Latin American countries must create a system for foreign exchange portability before working on integrating its financial exchanges, Roberto Belchior, managing director of Brazil’s financial exchange operator B3 SA Brasil Bolsa Balcão said.
“It would be very hard for us to work on integration before we can have active commercial trade happening across the multiple currencies in the region,’’ Belchior said, speaking with LatinFinance during the SWIFT Latin America conference in Miami.
“An investor may buy in Brazil today and then decide to sell and go to Peru or Argentina, so he will have to convert reais into dollars and then into soles or pesos,” he said. “That creates costs and tangles that work against us as we try to attract investment to the region.”
Brazil and Argentina have strengthened a dialogue on financial integration in the last few years while the four nations of the Pacific Alliance, one of the region’s largest trading blocs made up of Chile, Colombia, Mexico and Peru, have taken steps to deepen financial ties.
The Latin American Integrated Market, or MILA, struggled to attract capital flows in the first few years after its launch in 2011, but new and planned cross-border financing instruments will likely increase trading volume.
“What’s missing is a connection between the Pacific and the Atlantic, so we can really have a Latin American regional market,” Belchior said.
B3, the result of the 2017 merger between Brazilian bourse BM&F Bovespa and clearing house Cetip, has crossed borders in the region by investing in stock markets in Chile, Colombia, Mexico and Peru.
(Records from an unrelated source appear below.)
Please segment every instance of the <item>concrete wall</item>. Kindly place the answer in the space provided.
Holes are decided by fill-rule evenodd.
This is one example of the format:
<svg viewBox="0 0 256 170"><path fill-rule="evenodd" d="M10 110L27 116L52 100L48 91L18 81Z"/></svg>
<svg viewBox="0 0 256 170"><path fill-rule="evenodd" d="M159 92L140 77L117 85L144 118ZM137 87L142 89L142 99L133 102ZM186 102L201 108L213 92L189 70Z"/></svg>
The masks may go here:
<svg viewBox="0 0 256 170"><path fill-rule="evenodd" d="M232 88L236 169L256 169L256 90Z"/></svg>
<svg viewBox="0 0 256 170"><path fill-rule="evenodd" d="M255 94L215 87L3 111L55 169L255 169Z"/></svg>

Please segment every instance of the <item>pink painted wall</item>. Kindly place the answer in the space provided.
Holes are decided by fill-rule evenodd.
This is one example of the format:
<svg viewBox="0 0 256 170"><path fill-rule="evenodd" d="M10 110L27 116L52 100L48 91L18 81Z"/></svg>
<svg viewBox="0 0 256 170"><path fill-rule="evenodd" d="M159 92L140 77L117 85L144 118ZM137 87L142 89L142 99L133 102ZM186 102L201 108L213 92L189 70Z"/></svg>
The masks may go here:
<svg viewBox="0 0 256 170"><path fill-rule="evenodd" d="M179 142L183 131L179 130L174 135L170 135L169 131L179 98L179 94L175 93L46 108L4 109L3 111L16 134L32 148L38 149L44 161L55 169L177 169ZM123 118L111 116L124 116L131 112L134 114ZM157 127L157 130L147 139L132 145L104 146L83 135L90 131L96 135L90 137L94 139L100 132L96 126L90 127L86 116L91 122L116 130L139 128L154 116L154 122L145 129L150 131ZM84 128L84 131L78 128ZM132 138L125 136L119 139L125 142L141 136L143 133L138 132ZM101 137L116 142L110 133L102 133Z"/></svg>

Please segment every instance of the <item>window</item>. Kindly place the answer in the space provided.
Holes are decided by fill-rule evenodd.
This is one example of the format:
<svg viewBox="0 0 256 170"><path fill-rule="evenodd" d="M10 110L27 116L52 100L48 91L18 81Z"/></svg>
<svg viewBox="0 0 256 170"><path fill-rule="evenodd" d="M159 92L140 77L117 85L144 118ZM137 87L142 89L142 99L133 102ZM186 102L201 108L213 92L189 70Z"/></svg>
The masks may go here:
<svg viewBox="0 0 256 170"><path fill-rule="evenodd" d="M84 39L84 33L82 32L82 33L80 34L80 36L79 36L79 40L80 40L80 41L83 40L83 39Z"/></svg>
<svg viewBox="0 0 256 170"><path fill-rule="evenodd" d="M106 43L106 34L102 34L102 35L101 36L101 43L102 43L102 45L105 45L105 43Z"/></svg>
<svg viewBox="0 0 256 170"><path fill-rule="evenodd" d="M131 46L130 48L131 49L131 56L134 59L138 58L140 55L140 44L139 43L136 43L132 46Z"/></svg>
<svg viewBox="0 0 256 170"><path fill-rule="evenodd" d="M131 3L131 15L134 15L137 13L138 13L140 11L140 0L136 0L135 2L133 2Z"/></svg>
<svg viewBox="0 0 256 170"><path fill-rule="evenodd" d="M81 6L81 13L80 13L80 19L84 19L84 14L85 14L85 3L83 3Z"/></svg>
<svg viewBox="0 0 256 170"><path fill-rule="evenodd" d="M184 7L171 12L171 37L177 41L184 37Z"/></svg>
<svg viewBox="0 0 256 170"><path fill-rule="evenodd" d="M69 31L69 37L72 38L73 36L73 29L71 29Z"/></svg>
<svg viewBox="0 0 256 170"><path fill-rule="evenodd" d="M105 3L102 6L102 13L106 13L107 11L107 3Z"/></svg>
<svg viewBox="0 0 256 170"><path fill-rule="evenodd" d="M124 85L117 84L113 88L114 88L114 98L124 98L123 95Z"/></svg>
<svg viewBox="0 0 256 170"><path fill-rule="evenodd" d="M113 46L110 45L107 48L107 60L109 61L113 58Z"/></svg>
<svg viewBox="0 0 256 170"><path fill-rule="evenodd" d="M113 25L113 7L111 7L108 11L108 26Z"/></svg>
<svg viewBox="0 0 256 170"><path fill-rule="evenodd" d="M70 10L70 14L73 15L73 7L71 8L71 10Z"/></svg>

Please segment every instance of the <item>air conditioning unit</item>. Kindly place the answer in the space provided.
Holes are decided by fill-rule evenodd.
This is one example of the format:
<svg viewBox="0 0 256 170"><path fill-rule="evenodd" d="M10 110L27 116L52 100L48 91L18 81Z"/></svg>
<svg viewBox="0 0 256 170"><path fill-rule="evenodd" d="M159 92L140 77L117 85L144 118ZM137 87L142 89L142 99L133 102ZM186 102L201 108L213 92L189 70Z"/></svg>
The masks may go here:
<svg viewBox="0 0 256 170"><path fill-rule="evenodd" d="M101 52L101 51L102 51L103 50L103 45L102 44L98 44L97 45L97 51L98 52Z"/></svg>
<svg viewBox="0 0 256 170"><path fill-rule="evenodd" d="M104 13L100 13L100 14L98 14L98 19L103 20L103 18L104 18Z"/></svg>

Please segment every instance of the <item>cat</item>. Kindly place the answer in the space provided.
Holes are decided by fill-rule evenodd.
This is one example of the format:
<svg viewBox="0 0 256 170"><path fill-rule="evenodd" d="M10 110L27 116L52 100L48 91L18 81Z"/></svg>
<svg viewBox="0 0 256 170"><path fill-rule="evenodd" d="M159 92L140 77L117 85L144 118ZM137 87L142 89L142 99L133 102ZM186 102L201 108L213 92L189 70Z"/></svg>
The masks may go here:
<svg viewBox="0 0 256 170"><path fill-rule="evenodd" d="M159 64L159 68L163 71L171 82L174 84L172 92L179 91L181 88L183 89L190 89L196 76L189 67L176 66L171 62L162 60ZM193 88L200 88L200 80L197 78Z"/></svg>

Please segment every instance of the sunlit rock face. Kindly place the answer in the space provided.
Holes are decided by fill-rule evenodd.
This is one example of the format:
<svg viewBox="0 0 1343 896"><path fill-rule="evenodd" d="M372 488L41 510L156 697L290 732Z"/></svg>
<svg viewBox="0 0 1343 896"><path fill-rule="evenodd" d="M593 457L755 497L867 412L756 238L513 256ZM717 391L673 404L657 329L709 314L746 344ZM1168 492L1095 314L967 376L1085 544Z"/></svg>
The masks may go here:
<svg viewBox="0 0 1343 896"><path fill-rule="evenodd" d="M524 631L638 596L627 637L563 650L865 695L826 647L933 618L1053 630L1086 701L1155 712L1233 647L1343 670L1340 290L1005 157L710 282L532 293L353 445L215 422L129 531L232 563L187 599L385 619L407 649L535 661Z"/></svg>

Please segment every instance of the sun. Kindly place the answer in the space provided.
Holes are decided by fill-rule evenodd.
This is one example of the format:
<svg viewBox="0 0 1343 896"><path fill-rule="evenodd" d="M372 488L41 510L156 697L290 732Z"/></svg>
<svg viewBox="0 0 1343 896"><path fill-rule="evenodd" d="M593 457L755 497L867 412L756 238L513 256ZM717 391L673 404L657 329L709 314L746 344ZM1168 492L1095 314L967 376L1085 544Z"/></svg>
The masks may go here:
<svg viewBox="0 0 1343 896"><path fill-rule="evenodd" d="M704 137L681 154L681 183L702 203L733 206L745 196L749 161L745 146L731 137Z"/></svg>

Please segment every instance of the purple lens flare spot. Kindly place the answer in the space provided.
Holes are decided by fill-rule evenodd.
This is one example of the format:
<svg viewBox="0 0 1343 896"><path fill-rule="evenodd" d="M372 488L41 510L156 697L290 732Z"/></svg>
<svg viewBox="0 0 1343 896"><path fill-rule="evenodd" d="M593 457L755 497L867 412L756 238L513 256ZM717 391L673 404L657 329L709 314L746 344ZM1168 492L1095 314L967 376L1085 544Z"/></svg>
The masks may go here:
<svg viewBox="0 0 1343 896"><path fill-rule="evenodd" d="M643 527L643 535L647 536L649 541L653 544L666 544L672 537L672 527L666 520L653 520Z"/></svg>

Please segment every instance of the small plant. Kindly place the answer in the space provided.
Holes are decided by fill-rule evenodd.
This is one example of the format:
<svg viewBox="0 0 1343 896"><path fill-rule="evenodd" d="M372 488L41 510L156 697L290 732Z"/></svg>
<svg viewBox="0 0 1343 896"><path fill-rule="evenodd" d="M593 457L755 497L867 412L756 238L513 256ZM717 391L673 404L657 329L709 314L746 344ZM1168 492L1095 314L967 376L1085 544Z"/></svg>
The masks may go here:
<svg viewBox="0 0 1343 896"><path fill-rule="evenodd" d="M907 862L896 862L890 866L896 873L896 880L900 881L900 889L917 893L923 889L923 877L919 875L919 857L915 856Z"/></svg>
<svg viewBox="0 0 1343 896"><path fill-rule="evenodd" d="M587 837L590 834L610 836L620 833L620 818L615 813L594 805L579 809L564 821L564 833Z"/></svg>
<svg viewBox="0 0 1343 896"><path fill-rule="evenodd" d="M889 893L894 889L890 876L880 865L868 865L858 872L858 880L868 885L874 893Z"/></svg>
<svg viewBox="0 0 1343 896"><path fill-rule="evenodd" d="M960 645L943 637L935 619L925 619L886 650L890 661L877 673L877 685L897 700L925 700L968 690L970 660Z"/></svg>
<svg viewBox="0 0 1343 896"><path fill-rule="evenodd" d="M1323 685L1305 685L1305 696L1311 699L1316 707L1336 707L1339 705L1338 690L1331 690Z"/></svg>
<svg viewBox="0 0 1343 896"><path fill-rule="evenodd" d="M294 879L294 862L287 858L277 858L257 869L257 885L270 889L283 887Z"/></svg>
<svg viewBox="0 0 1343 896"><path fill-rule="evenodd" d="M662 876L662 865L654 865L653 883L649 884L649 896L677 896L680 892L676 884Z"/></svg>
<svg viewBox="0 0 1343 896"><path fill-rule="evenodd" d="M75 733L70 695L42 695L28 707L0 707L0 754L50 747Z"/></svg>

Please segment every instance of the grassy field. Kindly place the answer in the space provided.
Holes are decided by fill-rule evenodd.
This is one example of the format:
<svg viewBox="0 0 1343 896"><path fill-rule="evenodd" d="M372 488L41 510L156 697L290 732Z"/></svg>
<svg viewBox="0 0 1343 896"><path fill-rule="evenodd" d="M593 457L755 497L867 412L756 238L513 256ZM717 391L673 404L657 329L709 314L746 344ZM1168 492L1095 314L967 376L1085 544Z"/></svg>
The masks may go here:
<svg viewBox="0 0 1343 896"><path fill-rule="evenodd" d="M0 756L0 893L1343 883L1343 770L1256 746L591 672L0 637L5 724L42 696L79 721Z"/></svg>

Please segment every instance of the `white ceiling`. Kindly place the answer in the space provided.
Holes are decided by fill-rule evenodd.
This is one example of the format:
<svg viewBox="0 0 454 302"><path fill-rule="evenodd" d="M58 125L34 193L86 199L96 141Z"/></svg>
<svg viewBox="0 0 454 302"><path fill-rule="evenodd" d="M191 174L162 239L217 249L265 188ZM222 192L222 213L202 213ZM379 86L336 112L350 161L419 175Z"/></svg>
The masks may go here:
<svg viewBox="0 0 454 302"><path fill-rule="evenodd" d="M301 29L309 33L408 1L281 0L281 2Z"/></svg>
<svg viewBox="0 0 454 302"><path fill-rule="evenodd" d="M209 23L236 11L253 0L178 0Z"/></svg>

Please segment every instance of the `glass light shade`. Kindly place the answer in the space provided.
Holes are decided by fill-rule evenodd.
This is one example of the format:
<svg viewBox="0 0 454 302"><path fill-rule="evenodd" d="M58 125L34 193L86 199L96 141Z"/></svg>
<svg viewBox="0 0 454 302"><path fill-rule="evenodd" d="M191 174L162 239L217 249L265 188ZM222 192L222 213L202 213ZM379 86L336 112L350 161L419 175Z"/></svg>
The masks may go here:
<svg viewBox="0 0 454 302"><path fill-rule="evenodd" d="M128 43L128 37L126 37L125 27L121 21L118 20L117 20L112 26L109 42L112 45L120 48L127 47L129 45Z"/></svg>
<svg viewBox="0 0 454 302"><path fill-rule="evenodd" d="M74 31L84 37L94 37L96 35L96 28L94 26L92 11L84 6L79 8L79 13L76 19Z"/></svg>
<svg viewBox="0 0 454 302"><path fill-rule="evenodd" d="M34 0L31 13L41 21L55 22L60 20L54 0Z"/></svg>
It also has an operational agreement with the Argentine exchange, the executive added.
“First we organized ourselves at home, in Brazil, so we could start looking at the region but with a collaborative perspective; we are not looking to take control of anyone, or interfere beyond a collaboration to bring all markets to a level that allows us to be seen as a region and not as isolated countries,” Belchior said.